Pre-draft measurables
| Height | Weight | Arm length | Hand span | 40-yard dash | 10-yard split | 20-yard split | 20-yard shuttle | Three-cone drill | Vertical jump | Broad jump | Bench press |
| 6 ft 0+1⁄8 in (1.83 m) | 208 lb (94 kg) | 32+3⁄4 in (0.83 m) | 9+5⁄8 in (0.24 m) | 4.41 s | 1.51 s | 2.55 s | 4.38 s | 7.27 s | 37.5 in (0.95 m) | 10 ft 7 in (3.23 m) | 19 reps |
All values from NFL Combine

===Miami Dolphins===
Clemons was selected by the Miami Dolphins in the fifth round of the 2009 NFL draft with the 165th overall pick. In Week 12 against the Oakland Raiders, Clemons recorded his first career interception in a 33-17 victory.

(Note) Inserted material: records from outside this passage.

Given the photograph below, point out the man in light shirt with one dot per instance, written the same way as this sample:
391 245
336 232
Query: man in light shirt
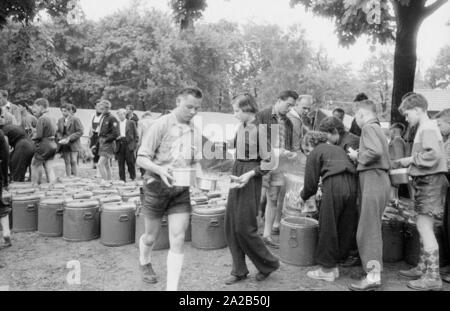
172 143
126 145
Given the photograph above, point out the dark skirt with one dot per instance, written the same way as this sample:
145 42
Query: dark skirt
241 226
446 222
21 159
45 150
4 208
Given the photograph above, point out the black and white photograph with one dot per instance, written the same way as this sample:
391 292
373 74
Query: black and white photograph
245 147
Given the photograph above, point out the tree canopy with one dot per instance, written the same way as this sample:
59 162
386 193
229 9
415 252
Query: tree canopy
438 76
382 21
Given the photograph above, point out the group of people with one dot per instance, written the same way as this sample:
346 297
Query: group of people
119 138
30 138
351 167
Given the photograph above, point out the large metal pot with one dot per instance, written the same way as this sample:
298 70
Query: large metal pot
183 177
399 176
207 184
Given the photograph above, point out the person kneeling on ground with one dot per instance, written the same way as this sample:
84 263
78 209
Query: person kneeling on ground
338 214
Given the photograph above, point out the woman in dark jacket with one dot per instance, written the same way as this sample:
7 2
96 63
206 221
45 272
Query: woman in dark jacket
338 214
68 136
243 200
23 151
4 209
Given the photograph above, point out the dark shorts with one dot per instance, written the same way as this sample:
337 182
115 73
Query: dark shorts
159 199
45 150
106 149
430 193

Set to become an unrestricted free agent for 2013 season, Clemons re-signed with the Dolphins on a one-year contract on March 12, 2013.

===Houston Texans===
On March 26, 2014, Clemons agreed to terms on a two-year contract with the Houston Texans. He was released on August 31, 2014.

===Arizona Cardinals===
Clemons signed with the Arizona Cardinals on December 8, 2014.

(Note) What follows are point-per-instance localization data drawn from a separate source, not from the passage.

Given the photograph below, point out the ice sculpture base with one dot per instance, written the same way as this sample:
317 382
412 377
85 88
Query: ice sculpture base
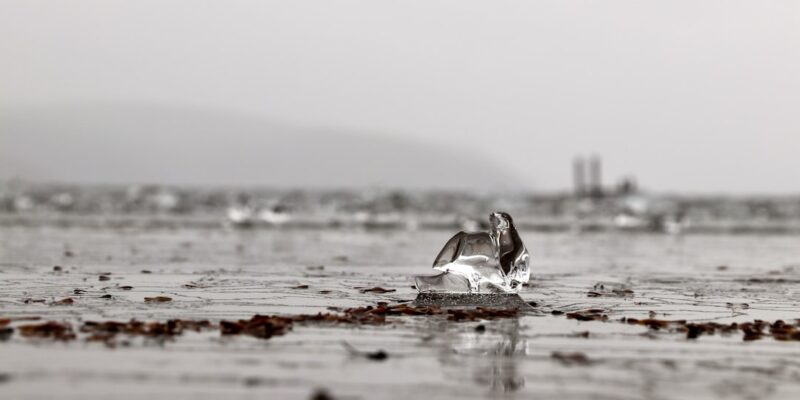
487 300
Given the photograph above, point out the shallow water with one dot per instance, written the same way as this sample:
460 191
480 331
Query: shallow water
241 273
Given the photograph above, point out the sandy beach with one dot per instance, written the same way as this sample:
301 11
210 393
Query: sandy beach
224 274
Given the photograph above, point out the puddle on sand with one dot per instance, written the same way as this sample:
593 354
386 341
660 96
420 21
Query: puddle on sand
225 275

On October 9, 2015, after reaching an injury settlement, Clemons was released by the Cardinals. On December 22, 2015, Clemons was re-signed by the Cardinals after free safety Tyrann Mathieu went down with a season-ending ACL injury.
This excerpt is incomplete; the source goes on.